The progress and attainment gaps for disadvantaged students are a source of much soul searching in our profession, and almost the only sure answer we have is that there is no easy solution. However, despite the stubborn and depressing national picture, I can testify from my own experience that there are schools with very challenging intakes that have no gap. Furthermore, there are schools with very low levels of school funding and a significant progress gap for disadvantaged students – where the History department has a positive residual for disadvantaged students throughout years 7-13.
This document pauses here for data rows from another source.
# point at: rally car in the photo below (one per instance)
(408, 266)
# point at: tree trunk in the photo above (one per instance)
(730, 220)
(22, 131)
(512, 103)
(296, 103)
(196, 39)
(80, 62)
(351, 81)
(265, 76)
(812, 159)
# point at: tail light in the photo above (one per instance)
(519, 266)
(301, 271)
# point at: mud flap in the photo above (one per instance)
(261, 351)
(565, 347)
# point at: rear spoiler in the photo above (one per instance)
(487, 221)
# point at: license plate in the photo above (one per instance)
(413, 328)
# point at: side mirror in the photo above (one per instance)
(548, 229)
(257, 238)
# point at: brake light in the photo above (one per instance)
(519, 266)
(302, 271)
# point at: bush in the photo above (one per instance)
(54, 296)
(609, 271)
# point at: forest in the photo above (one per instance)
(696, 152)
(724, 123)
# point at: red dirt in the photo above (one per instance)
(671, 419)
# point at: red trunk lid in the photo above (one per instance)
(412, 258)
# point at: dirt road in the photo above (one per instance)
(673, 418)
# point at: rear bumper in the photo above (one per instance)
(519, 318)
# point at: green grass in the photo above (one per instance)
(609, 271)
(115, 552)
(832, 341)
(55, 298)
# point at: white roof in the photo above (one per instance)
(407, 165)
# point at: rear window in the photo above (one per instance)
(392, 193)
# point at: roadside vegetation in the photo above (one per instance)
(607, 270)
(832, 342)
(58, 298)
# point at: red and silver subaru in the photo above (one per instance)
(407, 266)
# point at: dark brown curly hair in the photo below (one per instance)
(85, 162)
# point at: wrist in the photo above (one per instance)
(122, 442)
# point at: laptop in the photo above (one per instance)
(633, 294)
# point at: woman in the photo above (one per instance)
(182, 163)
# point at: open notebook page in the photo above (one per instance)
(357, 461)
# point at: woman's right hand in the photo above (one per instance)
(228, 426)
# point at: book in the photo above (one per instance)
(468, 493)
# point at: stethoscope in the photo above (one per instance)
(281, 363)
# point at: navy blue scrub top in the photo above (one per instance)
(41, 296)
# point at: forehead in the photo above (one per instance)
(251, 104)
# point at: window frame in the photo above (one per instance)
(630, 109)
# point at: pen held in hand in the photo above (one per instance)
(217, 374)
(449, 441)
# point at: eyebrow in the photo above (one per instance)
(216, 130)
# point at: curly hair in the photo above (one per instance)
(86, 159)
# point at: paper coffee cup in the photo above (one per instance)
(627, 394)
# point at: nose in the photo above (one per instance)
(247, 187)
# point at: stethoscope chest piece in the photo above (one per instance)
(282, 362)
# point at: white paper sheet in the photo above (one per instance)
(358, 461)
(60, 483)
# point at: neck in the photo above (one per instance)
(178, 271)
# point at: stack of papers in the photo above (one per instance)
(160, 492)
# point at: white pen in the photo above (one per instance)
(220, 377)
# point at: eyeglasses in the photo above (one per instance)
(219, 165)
So, it is possible to close that gap, and there is of course a moral imperative on us all to try. As a starting point I would recommend anyone looking at this looks at the EEF Teaching and Learning Toolkit (https://educationendowmentfoundation.org.uk/evidence-summaries/teaching-learning-toolkit/). This is a meta-analysis of research into the most effective interventions. It ranks different interventions by both impact and cost, enabling you to choose interventions that cost little and have a huge impact. Chief amongst these in my view would be actively teaching meta cognition. As teachers we are often prone to the ‘curse of knowledge’ when it comes to academic resilience, learning and exams – assuming anyone would think as we do in order to revise or decode and structure an answer. However, these (as all skills) need to be explicitly taught.
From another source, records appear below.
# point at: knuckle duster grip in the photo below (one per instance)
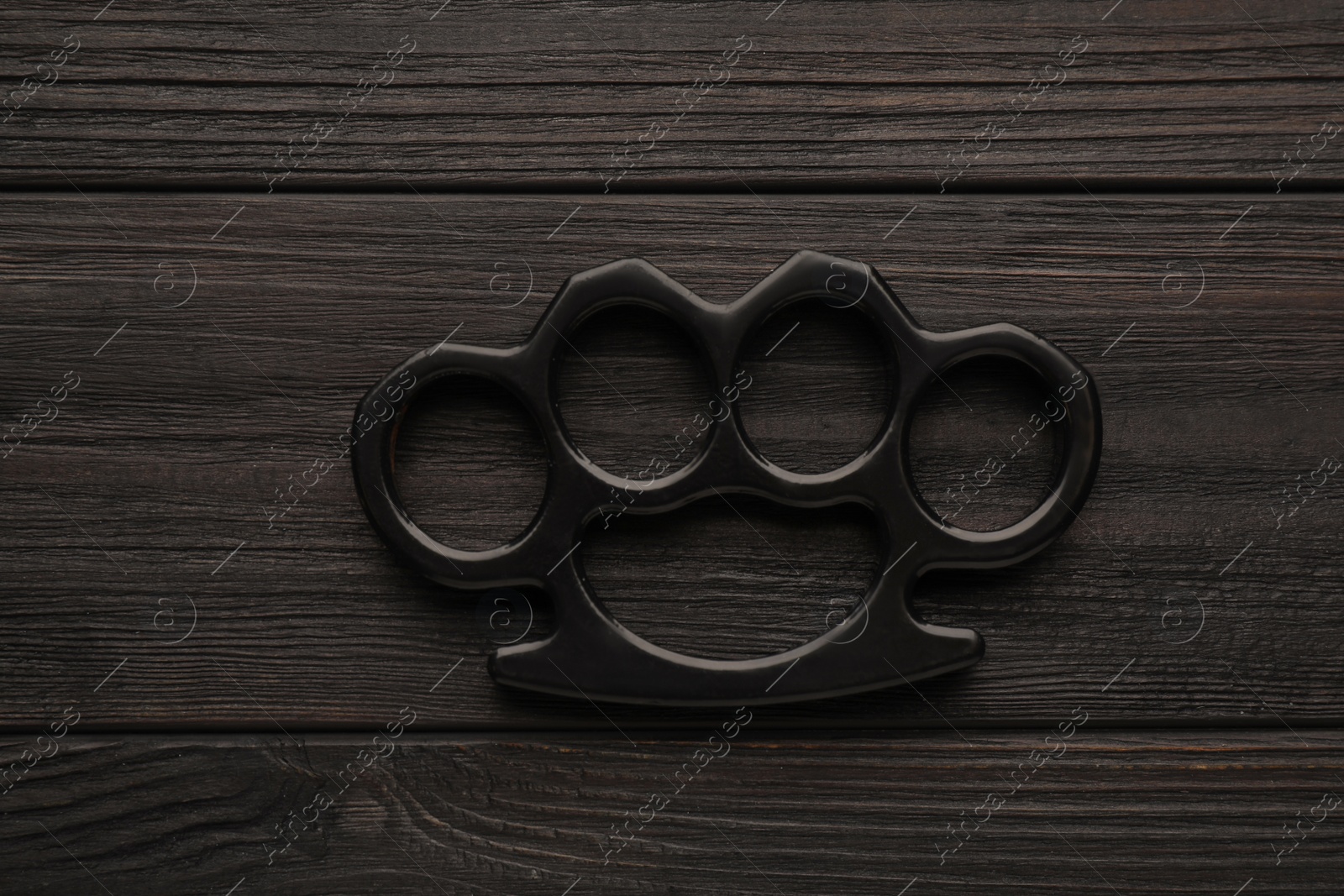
(593, 656)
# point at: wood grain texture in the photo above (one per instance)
(154, 483)
(535, 96)
(1198, 813)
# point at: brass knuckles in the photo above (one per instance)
(591, 654)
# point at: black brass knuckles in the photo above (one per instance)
(591, 654)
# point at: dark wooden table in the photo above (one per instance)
(219, 681)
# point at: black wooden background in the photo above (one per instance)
(194, 681)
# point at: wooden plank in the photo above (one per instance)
(1112, 812)
(154, 484)
(537, 96)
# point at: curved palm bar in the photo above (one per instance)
(591, 654)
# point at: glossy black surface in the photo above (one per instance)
(591, 654)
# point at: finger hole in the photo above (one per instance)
(632, 392)
(985, 443)
(461, 439)
(822, 385)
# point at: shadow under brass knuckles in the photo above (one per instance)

The next step that I would recommend is to take as a general principle that our job is to make learning as simple as possible, and when it comes to disadvantaged students – to remove as many of the barriers to learning as is in your power. For History, this means thinking about what students need to know, and then simplifying the learning process by being completely explicit about that. Knowledge organisers are one way to do this, and the ‘vocabulary’ section of these is vital for disadvantaged students. Other strategies I have found to be particularly impactful would be the use of pre-set quiz questions for the first round of knowledge work. These would most commonly be used in year 10, and throughout the course for lower attaining pupils. If you set a knowledge test on the causes of American involvement in the Korean War – you tell the students what the questions will be and what the answers are. You’ll need to think carefully about these questions – but then the task seems tangible and achievable for even the student with the lowest academic confidence, and at the end they know what you needed them to know.
There are many more strategies out there to pick from, and as we all hunt about for the ones that work for our students – the one principle to have in mind for our disadvantaged students (and of course all the others benefit as well) is this: remove as many of the barriers to learning as is in your power.